/finance_benchmark

Primary LanguageHTMLApache License 2.0Apache-2.0

Disclaimer

⚠️ This project is not totally reliable and the results shown can be buggy/biased, do your own research and be carefull not to trust the results blindly.
It's an experimental tool made for fun and learning purpose I wouldn't personnaly based my investement on it.

Presentation

This repository is made to optimize performance of your saving portfolio. The optimization is based on sharpe ratio to optimize performance over volatility.

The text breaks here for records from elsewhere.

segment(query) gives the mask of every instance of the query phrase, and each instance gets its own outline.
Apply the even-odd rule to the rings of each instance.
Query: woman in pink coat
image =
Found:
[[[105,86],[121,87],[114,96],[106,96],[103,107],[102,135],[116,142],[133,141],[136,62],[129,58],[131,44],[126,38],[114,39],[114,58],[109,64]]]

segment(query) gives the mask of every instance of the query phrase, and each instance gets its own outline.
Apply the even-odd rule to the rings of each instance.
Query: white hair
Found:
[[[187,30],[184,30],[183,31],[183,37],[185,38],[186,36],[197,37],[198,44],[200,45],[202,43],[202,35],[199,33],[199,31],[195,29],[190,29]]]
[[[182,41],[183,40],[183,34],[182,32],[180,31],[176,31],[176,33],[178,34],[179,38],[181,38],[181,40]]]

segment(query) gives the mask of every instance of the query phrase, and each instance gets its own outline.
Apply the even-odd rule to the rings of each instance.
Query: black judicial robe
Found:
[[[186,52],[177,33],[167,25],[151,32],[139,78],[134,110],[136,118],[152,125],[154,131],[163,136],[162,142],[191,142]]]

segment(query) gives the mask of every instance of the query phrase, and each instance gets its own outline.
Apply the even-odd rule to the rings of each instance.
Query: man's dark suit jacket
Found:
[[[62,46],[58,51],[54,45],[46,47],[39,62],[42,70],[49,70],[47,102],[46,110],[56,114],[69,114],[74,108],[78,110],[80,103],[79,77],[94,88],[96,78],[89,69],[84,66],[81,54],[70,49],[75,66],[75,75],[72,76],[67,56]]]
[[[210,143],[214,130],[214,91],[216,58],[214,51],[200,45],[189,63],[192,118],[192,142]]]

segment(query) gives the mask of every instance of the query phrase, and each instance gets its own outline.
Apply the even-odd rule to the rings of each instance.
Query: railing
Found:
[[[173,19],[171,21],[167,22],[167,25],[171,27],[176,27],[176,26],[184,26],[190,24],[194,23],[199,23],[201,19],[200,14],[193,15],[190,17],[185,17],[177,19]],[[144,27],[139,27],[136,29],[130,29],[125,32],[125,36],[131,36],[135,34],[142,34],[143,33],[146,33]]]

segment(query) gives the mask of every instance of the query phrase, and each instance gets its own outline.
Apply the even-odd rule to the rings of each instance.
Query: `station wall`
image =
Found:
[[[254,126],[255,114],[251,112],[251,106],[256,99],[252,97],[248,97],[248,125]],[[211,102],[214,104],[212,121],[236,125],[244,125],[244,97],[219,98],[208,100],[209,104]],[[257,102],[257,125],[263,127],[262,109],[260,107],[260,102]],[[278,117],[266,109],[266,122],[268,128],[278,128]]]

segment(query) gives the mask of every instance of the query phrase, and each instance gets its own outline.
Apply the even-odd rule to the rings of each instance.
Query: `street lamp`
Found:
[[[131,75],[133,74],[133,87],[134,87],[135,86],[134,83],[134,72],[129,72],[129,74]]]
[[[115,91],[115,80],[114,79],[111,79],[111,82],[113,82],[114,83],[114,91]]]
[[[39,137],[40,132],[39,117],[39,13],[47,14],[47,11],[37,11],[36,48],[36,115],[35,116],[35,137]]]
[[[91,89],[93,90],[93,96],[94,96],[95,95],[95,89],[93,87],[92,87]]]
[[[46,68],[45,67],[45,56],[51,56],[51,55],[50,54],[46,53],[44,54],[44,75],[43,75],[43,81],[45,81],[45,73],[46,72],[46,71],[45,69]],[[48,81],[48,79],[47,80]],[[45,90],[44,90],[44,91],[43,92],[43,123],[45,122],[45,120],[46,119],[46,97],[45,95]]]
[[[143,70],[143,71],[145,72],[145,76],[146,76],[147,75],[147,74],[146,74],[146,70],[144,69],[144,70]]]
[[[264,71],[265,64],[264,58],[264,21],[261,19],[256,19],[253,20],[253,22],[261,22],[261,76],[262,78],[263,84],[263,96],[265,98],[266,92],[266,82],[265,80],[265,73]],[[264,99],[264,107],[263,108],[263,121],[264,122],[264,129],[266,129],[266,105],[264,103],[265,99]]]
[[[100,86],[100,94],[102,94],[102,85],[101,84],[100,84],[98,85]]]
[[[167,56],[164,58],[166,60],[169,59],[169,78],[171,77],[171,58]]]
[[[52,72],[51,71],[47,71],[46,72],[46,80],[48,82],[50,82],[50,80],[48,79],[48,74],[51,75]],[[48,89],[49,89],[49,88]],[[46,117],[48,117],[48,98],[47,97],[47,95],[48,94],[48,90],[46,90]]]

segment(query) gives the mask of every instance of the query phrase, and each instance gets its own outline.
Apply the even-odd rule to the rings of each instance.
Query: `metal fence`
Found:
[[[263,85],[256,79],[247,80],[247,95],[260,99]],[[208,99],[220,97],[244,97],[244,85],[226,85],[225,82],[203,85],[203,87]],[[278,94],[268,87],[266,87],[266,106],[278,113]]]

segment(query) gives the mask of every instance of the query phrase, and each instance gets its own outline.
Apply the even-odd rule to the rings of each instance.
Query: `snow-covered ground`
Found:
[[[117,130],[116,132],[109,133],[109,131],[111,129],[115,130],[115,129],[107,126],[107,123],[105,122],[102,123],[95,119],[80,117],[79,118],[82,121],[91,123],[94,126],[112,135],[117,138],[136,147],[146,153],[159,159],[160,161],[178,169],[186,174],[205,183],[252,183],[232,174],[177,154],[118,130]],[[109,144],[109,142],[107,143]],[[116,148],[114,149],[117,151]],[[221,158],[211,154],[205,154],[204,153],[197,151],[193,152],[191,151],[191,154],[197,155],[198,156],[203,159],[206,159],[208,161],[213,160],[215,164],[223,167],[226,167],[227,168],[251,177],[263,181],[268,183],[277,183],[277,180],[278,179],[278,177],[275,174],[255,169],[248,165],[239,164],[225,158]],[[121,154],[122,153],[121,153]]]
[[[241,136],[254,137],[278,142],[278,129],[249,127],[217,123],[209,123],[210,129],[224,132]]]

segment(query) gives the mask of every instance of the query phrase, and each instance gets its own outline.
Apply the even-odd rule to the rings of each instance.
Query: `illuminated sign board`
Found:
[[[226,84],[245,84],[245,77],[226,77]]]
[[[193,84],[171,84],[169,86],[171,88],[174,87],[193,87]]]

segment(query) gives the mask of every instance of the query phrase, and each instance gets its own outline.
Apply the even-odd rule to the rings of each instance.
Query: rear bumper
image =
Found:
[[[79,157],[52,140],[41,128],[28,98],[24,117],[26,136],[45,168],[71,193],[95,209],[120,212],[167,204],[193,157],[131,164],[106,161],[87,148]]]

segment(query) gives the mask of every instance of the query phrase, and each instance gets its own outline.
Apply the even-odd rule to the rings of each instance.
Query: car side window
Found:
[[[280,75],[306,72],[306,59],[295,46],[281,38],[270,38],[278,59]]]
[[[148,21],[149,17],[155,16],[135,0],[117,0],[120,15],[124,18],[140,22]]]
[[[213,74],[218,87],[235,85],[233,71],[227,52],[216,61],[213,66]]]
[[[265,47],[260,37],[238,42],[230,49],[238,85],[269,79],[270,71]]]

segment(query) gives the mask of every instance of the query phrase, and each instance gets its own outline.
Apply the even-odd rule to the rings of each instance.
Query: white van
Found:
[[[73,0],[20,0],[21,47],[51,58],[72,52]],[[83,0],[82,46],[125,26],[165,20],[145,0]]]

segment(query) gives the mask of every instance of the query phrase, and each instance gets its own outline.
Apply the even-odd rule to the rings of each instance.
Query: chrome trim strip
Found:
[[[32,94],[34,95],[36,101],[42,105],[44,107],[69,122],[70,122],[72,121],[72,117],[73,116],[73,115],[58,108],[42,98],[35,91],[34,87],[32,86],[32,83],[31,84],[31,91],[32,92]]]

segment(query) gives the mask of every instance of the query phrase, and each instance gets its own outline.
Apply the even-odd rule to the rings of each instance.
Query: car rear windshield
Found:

You can configure the ticker you want to benchmark in config.py file. This benchmark take data from yahoo finance you can use all available ticker of yahoo : stocks, ETF, crypto ...

The source code will generate a large number of portfolio with different proportions for each given asset.
Then it will calculate sharpe ratio of each one of this portfolio to try to find the best performing one with volatily as low as possible.
Then it will return the best proportion to be used in a portfolio for each asset.

Example:

If I put stocks = ["BTC-USD", "^IXIC", "^GSPC"] (ticker for Bitcoin, NASDAQ-100 and S&P500 respectively) and BTC as a great sharpe ratio compare to S&P500 and NASDAQ-100, the return value could be something like :
"BTC-USD": 0.7 "^IXIC": 0.2 "^GSPC": 0.1

This mean that the best portfolio for the period of time given would be to have a portfolio composed of 70% BTC, 20% NASDAQ-100 and 10% S&P500.

Graphs

It will create different graphs at the end of the process, the first graph will shown performance of each asset, the second one the sharpe ratio of all the portfolio generated.
The 3rd one performance per month and per year for the "optimized" portfolio, and the last one the sharpe ratio of each asset.

Usage

install python 3.8 or above and poetry (pakage manager) on your computer.

Once done use

poetry install  

at the root folder to install all required dependencies.

Run

poetry run python finance_benchmark/src/portfolio_optimization.py

You can also use -f <int> as command argument, to filter assets which means that the algorithm will be ran multiple time and each time it will remove the less performing assets. This is usefull when you compare a lot of assets.

Configuration

You can configure the ticker you want to use inside config.py file, by using an array called assets. You can also change the target time period with startdate, and the number of portfolios (num_portfolio which will be randomly generated.
Ultimately you can change polite_name variable to rename ticker wich will be shown on the (1) graph.